SB31 – Limits the number of students per teacher in K through 3, to be 18 students in kindergarten, 20 students in 1st grade, 22 students in 2nd grade, and 24 students in 3rd grade. The bill comes with no funding to work such miracles, however.
SB34 – Exempts agricultural products that are made and remain in the state of Utah from federal regulation and creates and enforces a “Made in Utah” identification program. A “Utah agri product” refers to any agri product that is made, grown, or produced in Utah. Another middle finger to the big bad federal government making sure that Monsanto isn’t trying to poison you. Guess that means you can get some tasty unregulated stuff in your CSA box soon.
SB107 – Adjusts penalties for graffitti and makes possession of any graffiti implement a class B misdemeanor. So don’t get arrested with a bag full of Sharpies or they’ll slap another charge on.
Senate Joint Resolutions
SJR5 – Proposes to amend the state constitution to move control and supervision of the public education system away from the State Board of Education to the Governor. Because it’s a lot harder to bend the will of a group of people than it is the Governor. Plus you can override his decisions in the Legislature, where you have to work harder with the State BoE. This is what an unmitigated power grab looks like. In fact, the text of this bill is exactly the same (ignoring the new title) as 2011′s SJR9. When you fail, I guess you get up and do the exact same thing expecting a different result. Einstein would call that “insanity”, but he’s no Einstein.

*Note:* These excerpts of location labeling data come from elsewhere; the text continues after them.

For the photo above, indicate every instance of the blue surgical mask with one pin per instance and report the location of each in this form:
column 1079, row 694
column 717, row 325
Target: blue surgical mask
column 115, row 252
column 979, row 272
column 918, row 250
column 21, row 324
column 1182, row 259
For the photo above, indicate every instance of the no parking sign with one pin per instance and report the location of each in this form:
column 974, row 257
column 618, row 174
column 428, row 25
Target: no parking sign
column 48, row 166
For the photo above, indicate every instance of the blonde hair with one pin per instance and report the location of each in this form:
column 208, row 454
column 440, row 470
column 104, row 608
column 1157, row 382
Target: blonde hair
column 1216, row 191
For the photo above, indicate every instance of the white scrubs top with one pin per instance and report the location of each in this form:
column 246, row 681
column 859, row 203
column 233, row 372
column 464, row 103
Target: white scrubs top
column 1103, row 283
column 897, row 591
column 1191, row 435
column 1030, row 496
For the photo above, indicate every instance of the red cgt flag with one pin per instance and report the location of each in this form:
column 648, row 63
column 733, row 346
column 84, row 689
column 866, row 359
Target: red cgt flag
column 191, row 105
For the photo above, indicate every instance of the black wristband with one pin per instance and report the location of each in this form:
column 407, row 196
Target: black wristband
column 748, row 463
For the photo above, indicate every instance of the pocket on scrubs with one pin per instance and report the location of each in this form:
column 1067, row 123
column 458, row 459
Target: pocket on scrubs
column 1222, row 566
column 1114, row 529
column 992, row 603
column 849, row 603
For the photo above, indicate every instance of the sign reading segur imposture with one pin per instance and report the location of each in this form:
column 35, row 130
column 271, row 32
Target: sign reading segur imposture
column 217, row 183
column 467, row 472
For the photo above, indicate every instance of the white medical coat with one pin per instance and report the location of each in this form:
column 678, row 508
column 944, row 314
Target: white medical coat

SJR6 – Proposes to amend the state constitution to require a 2/3rds vote of the Legislature whenever a tax or fee increase is being voted on. This is the sort of thing that California has, which coupled with their attrocious proposition system that lets voters enact unfunded mandates, has sunk their state budget. The legislature wants to enact half this equation to appease some tea party minded groups hell bent on making sure that we only ever cut taxes.
I know it’s still early, but not seen were bills revamping the DABC, school vouchers, crazy middle finger “message bills” to the federal government/aliens/that guy in your ward who snaps his gum in priesthood/petulant badgers, bills that will cost the state money in federal court when it’s identified early on that they are illegal but we want to pass them anyways (see message bills), money for education, giveaways to various pet companies/projects for legislators, or attacks on GRAMA, voter access, the environment, illegals, brown people, women, science, climate change, and seat belts.
That’s just some of the highlights of what’s been posted. Expect much more crazy to get posted as legislators wrap up counseling from their bishops and trek to the gayest city in the world, to meet in a building that has a reinforced copper ceiling to cope with the hot air generated without collapsing. You can follow the fun here at TS or read the gory details as they happen by following in the 1990 style web access portal.